Please, do not think of this as real SoC. That really is about developing community, friendship, companionship. But maybe this will help spark an interest in CL in others, who can look to join a SoC near them, or start one.


January 14th, 2009 at 11:00 pm
http://catholicmusings.blogspot.com/2008/05/my-encounter-wit h-communion-and.html
January 15th, 2009 at 12:27 pm
Stephen,
Thanks for the link to your own encounter with Communion and Liberation. I hope that you will continue to contribute to the conversation when I post about “Is it Possible to Live this Way? Faith”. Of course I need to do that fist.
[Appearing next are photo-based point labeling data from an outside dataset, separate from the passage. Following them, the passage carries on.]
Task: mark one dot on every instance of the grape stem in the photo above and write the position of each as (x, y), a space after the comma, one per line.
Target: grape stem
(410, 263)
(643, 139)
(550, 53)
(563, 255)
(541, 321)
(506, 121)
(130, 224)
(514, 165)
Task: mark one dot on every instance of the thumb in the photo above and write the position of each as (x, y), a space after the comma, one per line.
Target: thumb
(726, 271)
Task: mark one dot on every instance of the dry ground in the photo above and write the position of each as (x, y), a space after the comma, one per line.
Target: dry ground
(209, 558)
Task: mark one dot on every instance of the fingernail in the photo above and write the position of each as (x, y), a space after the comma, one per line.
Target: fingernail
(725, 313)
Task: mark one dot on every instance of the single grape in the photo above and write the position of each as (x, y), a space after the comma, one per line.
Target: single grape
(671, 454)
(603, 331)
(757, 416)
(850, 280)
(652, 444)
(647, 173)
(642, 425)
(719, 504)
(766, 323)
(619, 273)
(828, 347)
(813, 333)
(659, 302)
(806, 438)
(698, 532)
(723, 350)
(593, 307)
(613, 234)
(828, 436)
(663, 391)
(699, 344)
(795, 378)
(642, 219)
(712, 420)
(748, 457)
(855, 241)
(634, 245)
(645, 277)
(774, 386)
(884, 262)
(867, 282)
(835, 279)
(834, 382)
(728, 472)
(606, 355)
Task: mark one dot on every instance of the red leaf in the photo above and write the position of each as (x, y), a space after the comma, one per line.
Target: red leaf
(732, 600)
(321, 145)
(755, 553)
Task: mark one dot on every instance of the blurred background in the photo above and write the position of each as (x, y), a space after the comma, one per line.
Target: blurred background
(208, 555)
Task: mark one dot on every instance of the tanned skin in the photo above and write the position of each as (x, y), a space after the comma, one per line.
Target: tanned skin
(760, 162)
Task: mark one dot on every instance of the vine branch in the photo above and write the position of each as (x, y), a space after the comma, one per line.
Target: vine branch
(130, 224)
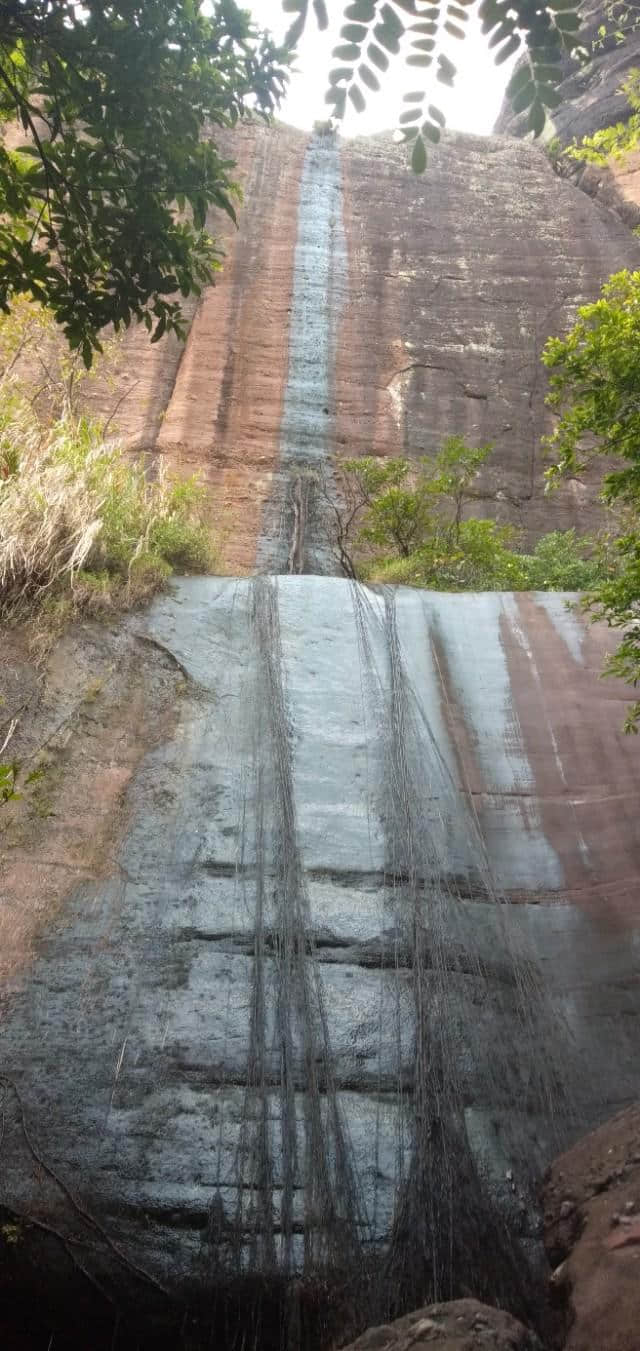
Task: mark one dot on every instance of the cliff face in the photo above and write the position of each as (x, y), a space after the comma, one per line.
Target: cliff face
(592, 99)
(319, 999)
(590, 91)
(363, 311)
(327, 935)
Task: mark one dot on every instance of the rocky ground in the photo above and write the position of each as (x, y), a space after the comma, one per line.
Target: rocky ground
(592, 1223)
(592, 1215)
(461, 1326)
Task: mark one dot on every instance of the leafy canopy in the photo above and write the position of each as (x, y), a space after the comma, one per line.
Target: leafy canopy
(617, 141)
(403, 522)
(376, 33)
(111, 102)
(594, 387)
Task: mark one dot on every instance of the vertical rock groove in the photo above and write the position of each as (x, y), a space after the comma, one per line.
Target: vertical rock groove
(290, 539)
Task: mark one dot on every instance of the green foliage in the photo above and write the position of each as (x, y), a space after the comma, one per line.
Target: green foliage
(561, 561)
(613, 142)
(409, 530)
(103, 207)
(477, 558)
(8, 777)
(374, 34)
(596, 389)
(594, 385)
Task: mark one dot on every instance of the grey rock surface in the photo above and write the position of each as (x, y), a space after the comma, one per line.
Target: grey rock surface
(371, 940)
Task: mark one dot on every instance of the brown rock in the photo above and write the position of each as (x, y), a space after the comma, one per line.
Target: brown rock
(461, 1326)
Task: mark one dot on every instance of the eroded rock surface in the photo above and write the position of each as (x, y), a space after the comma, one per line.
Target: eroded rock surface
(592, 1220)
(590, 91)
(461, 1326)
(365, 311)
(366, 954)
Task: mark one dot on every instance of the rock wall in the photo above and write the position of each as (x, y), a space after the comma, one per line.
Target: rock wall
(365, 311)
(590, 89)
(592, 99)
(365, 957)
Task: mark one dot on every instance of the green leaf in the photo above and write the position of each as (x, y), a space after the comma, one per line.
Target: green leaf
(509, 47)
(377, 57)
(431, 133)
(346, 52)
(367, 77)
(354, 33)
(524, 97)
(567, 22)
(536, 119)
(519, 80)
(363, 11)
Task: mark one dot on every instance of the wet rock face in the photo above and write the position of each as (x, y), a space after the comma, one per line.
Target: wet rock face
(461, 1326)
(293, 1043)
(590, 91)
(365, 311)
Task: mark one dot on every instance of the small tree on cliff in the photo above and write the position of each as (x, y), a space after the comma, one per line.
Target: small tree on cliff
(374, 34)
(110, 103)
(596, 389)
(400, 520)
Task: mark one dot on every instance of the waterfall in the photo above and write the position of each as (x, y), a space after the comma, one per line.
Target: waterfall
(290, 538)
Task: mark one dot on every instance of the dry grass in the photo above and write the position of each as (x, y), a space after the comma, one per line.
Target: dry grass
(81, 528)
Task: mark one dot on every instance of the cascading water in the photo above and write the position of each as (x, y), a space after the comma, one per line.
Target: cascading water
(320, 1015)
(292, 539)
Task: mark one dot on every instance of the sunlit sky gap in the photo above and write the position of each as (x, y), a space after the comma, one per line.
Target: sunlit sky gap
(473, 106)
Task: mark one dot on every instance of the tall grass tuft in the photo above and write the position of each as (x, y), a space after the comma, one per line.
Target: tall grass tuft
(80, 524)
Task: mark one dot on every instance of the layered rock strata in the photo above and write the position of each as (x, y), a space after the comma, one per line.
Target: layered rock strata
(365, 311)
(366, 955)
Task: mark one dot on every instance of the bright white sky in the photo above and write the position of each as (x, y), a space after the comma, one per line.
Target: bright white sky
(473, 106)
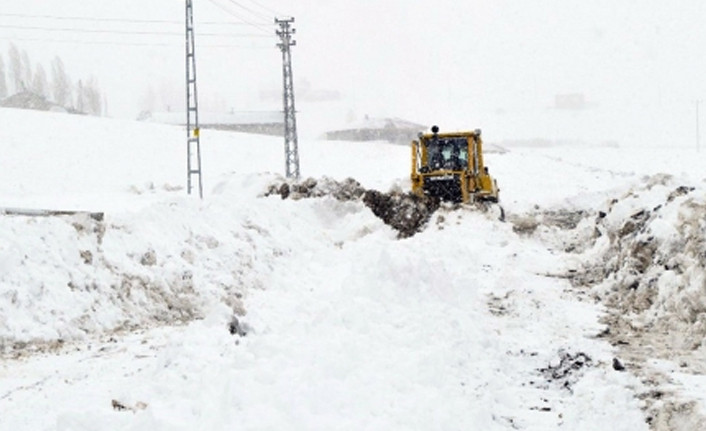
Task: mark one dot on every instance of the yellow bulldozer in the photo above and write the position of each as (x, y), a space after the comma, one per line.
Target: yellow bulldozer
(450, 166)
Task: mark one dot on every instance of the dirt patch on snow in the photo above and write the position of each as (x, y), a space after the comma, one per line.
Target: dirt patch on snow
(643, 255)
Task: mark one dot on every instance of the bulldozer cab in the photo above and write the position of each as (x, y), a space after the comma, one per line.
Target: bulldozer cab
(449, 153)
(450, 166)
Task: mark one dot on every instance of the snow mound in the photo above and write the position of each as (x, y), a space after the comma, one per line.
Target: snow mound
(406, 212)
(651, 247)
March 11th, 2009 at 11:26 pm
Hi Father,
Thank you for your wonderful testimony of your encounter with CL. I am writing from Vancouver Island, BC, Canada, and we are just starting a SoC here in our parish. We had our first meeting last Saturday, and we are going to get together again this coming Saturday. Reading your ’summary’ of what SoC helps me to understand a bit more what this ‘gesture’ is about. God bless you, father, and thanks again for posting these.
April 4th, 2009 at 4:54 pm
Thanks for taking a few of us.
November 13th, 2009 at 10:27 am
Father, your testimony is inspiring. Thank you for sharing, I have noted your site and plan to come back again.
Just wait until you begin the Book on Hope. The chapters on awareness have been a true testament to me to truly live the reality, despite the dramas and trials.. that’s why I think the method of CL corresponds so well with my heart, I am fully aware now of my destiny, of the One who created me, the One who ultimately fulfills me. My gaze is set! Everyday I beg for Christ to be present to me.
Again thank you for taking the time.